Heh, now I can stop sending out angry e-mails. ^_^


----------



## Hanazawa (Oct 19, 2006)

Heh, I run Windows and I _still_ hate websites that are mostly flash-based. It totally screws up with my browsing preferences (ie tabs). I don't think you were missing that much as far as the interweb-pageviewing goes.

On the other hand, now you can use youtube, right?


----------



## CyberFoxx (Oct 19, 2006)

Well, YouTube worked "OK" with Flash 7. Just, well, Flash 7 for Linux was somewhat borked, it had really bad A/V sync problems. Thankfully they fixed it with Flash 9. ^_^

BTW, the FlashBlock and NoScript extensions for Firefox work quite well, just don't use them together. (FlashBlock uses JavaScript to "block" the SWF, which NoScript will disable.) I recommend NoScript personaly. Sure, you have to build a whitelist of sites to allow JavaScript/Java/Flash/etc, but it's a true safer browsing experiance in the long run. And it's not that much of a pain, once you add a server, it'll auto-refresh the page for you, so the JavaScript/Java/Flash/etc can start working.

Still, I'm really happy that Flash 9 is out. There's so many Flash 8 hentai SWFs out there. And the outright lower CPU usage is amazing too. No more having to switch to low quality even on my Celeron 3.12Ghz. ^_^


----------



## darkdoomer (Nov 4, 2006)

yeah, i heard 'bout it. now let's hope they'll port flashMX and dream on linux. coz' crossoverOffice really sucks.


----------



## AnraX (Dec 27, 2006)

yay finaly


----------



## Aikon (Dec 28, 2006)

Maybe the flash team listened, but the Photoshop guys still haven't implemented a rotating canvas feature a' la Painter yet.  

We're at version 10 now (Cs3), and Painter has had it since what, 6?  Hell maybe even before that.  Adobe knows there's a lot of illustrators that use Photoshop too, they just think we're too small a market.  Grrrrrr.


----------



## WelcomeTheCollapse (Dec 28, 2006)

Rotating canvas, as in what? Rotating 90 degrees, or freely rotating it to suit a stroke?


----------



## moebius_wazlib (Dec 28, 2006)

WelcomeTheCollapse said:
			
		

> Rotating canvas, as in what? Rotating 90 degrees, or freely rotating it to suit a stroke?
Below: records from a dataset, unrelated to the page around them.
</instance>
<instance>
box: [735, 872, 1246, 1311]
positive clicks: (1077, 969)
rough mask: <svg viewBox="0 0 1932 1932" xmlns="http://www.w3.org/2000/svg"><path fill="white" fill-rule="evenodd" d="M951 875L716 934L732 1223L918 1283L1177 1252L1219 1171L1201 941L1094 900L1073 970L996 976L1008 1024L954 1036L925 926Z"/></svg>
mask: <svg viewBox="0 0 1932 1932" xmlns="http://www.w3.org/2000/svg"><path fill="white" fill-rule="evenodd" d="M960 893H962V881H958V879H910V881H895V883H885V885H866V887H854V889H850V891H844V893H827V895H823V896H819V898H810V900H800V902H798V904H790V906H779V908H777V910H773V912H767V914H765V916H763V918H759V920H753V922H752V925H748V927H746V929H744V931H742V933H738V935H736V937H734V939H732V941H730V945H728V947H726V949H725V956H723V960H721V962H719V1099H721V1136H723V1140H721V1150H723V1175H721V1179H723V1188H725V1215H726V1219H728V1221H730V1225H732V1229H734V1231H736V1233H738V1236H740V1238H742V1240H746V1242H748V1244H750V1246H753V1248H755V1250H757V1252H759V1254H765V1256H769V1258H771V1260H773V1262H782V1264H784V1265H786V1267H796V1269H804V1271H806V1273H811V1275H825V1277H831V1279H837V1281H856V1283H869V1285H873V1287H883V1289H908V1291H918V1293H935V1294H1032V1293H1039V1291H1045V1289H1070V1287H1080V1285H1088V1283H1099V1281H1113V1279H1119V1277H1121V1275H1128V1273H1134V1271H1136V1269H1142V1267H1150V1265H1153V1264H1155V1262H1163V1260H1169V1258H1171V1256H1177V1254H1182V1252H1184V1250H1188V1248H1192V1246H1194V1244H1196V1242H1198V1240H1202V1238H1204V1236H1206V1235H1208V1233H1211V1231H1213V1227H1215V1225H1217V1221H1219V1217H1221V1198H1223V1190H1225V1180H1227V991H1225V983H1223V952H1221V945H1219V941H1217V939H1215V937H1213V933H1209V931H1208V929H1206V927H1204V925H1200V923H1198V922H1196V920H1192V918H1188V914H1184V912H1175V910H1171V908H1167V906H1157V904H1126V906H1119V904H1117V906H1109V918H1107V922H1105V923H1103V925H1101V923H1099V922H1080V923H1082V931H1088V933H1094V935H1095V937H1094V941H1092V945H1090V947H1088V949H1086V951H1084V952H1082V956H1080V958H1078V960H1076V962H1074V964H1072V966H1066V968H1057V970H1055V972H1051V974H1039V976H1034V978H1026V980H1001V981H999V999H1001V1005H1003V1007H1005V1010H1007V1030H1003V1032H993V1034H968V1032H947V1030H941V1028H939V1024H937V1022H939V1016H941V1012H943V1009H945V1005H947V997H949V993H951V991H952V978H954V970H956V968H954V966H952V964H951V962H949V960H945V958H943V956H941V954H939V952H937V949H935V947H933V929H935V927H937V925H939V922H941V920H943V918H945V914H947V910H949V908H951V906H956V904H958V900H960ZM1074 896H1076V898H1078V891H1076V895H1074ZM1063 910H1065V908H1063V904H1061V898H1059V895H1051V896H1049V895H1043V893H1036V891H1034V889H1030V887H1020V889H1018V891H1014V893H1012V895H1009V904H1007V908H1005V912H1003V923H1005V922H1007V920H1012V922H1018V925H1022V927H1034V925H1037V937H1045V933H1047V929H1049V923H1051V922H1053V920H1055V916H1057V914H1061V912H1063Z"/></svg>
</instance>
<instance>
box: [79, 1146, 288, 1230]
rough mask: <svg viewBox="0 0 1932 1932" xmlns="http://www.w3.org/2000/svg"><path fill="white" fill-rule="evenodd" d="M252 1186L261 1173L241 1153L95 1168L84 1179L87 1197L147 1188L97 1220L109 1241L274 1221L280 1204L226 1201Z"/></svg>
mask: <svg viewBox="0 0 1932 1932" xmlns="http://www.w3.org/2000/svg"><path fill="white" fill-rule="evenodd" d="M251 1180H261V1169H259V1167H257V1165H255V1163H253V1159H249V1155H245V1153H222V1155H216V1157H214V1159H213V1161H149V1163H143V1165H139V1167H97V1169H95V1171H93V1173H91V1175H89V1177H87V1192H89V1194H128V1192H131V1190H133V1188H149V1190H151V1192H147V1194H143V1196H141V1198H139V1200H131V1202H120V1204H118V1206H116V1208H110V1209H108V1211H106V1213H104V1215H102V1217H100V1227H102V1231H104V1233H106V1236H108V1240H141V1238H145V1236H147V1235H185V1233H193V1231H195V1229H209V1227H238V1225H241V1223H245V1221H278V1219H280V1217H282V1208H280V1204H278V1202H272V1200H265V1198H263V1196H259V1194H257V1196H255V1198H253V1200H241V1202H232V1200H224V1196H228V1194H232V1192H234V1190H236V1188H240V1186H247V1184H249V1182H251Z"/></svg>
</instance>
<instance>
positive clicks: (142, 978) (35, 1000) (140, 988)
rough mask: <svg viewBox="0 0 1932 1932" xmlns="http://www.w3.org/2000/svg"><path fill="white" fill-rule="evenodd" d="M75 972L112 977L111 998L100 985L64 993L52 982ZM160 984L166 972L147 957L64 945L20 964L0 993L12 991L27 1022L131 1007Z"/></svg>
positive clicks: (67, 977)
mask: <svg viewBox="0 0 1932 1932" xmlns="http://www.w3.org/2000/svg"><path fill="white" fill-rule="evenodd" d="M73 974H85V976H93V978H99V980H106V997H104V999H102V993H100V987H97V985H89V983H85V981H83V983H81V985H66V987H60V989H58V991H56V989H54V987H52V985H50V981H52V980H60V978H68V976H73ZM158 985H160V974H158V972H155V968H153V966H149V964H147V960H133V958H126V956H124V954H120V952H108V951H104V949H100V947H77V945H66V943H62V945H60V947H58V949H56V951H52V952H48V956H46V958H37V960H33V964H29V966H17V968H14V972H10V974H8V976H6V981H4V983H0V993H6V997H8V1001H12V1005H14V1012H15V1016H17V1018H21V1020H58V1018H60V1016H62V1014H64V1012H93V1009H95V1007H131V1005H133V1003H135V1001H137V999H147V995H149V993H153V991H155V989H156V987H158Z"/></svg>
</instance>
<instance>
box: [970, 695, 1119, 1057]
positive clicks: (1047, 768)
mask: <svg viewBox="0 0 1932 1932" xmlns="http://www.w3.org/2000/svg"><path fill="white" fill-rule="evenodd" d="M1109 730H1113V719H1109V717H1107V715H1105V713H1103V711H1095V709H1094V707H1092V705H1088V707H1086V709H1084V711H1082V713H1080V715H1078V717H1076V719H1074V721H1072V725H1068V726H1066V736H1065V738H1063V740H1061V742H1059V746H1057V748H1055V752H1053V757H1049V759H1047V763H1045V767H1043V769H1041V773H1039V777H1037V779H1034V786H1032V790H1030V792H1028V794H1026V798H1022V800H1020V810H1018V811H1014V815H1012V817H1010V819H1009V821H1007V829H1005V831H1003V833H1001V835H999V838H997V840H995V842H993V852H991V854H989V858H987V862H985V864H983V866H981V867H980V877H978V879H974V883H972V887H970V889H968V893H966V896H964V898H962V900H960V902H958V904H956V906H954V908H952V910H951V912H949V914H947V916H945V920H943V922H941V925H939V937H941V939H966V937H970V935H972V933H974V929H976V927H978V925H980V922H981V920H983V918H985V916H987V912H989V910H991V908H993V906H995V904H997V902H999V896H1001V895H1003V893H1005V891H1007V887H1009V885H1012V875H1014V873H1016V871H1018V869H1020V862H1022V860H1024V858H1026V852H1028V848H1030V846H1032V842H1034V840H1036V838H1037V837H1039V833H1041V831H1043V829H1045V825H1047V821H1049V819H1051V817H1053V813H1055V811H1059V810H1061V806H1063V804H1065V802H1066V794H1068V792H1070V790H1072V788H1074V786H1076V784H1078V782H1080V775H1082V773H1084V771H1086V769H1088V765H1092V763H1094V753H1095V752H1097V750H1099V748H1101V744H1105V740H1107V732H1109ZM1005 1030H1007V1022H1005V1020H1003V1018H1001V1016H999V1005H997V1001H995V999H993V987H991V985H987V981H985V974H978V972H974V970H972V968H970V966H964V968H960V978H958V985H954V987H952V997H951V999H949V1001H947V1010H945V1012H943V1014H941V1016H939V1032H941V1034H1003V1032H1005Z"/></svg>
Free lossless rotation of the canvas, as you would a piece of paper, in order to make more natural strokes. Painter has had this implemented for some time. Photoshop can rotate the canvas in a roundabout way, but it's not lossless. See http://www.adobe.com/cfusion/webforums/forum/messageview.cfm?forumid=72&catid=626&threadid=1224114&enterthread=y for more details.


----------



## Aikon (Dec 29, 2006)

moebius_wazlib said:
			
		

> WelcomeTheCollapse said:
> 
> 
> 
> ...




You even provided the exact discussion I was thinking about when I wrote that, GMTA.Â Â


----------



## tesfox (Jan 15, 2007)

Well that's all fine and dandy, but what Adobe really needs to do is port the linux flash player to FreeBSD.  The only way I have flash is using the linux player with a really convoluted and buggy set of wrappers so firefox can use it.  Sound dosen't work on YouTube, nor do some flash7 based sites and FF crashes maybe 8% of the time... where with the linux player on linux it almost never crashed for me...  Oh well... Just a little rant...  Later.


----------